In a 10 mile race, Janet covered the first 2 miles at a constant rate. She then sped up and rode her bike the last 8 miles at a rate that was 0.5 miles per minute faster. Janet's overall time would have been 2 minutes faster had she ridden her bike the whole race at the faster pace. What was Janet's average speed (in miles per minute) for the whole race?
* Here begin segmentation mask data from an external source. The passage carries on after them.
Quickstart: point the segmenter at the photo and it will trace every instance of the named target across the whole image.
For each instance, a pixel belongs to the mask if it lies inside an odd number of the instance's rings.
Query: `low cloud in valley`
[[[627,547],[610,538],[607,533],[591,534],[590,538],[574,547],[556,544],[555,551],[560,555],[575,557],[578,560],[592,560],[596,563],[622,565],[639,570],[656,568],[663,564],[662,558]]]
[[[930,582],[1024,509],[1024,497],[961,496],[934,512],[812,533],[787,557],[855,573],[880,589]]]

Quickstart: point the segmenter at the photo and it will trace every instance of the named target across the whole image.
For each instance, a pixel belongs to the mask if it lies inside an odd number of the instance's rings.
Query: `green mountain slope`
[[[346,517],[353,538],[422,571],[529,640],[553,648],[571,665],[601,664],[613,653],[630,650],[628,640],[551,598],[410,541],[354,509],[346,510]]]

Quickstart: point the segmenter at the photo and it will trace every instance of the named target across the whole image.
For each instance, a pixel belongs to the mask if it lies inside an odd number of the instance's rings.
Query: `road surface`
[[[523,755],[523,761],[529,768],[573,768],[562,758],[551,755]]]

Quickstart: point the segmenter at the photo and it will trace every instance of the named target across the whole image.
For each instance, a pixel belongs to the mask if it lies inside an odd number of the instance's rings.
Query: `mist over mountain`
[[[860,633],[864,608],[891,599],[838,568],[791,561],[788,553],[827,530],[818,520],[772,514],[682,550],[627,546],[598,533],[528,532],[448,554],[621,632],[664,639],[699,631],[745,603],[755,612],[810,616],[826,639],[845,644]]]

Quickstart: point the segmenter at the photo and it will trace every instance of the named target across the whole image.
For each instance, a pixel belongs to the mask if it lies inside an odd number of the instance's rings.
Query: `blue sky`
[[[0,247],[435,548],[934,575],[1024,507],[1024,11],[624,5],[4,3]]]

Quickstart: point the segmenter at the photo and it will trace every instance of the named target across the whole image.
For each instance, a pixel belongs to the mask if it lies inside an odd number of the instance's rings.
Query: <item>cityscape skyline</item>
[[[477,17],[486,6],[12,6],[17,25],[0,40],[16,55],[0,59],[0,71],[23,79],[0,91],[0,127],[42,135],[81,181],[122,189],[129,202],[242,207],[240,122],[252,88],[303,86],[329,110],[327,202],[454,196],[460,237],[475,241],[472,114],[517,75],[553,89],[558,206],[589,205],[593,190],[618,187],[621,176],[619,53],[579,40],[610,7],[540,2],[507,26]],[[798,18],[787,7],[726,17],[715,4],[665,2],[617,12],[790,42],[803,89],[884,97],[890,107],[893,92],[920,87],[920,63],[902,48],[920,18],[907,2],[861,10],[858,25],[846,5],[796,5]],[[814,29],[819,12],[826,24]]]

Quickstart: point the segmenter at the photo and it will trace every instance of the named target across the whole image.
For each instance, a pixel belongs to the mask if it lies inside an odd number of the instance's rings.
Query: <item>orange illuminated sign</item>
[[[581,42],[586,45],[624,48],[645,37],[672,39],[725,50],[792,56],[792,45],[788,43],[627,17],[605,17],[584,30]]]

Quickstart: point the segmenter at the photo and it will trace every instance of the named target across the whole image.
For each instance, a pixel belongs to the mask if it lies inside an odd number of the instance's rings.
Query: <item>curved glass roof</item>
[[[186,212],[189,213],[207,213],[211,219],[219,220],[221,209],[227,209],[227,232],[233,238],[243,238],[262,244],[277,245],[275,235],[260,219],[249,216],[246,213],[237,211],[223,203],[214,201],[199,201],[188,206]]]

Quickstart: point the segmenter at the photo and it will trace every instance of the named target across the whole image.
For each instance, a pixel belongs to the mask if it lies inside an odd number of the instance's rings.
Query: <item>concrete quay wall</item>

+934 Let x be the speed for the first two miles and x+.5 be the speed for the last 8 miles. Since D=rt, \(2\over x \)+\(8\over x+.5\)is the time it took Janet to do the 10 mile race. If she took her bike the whole way, her time would be \(10\over x+.5\). Since that was two minutes faster than her real time, \(2\over x \)+\(8\over x+.5\)-\(10\over x+.5\)=2. Solving for s you get s=.5. The question asks for the average speed for the whole race so, \(2\over .5\)+\(8\over .5+.5\)=\(10\over a\) where a is the average speed. A= \(5\over 6\) miles per minute.
Hope it helps!
+36916 2miles / f mile/m + 8 miles / (f+.5) mile/min = 2min + 10 miles / (f+.5) mile /min
solve for 'f'
2/f + 8(f + .5) = 2 + 10/(f + .5)
2/f = 2 + 2/(f+.5)
2(f+.5) = 2(f+.5)f + 2f
2f+1 = 2f^2 +f + 2f
2f^2 +f - 1 = 0 f = .5 then faster speed = 1 mile /min
2miles / .5 mile/min + 8 miles/ 1 mile/min = 12 minutes for 10 miles
10 miles/12 min = 5/6 mile / min average (Note: this is 50 miles per hour average....on a bike ! Was it a MOTORbike ??)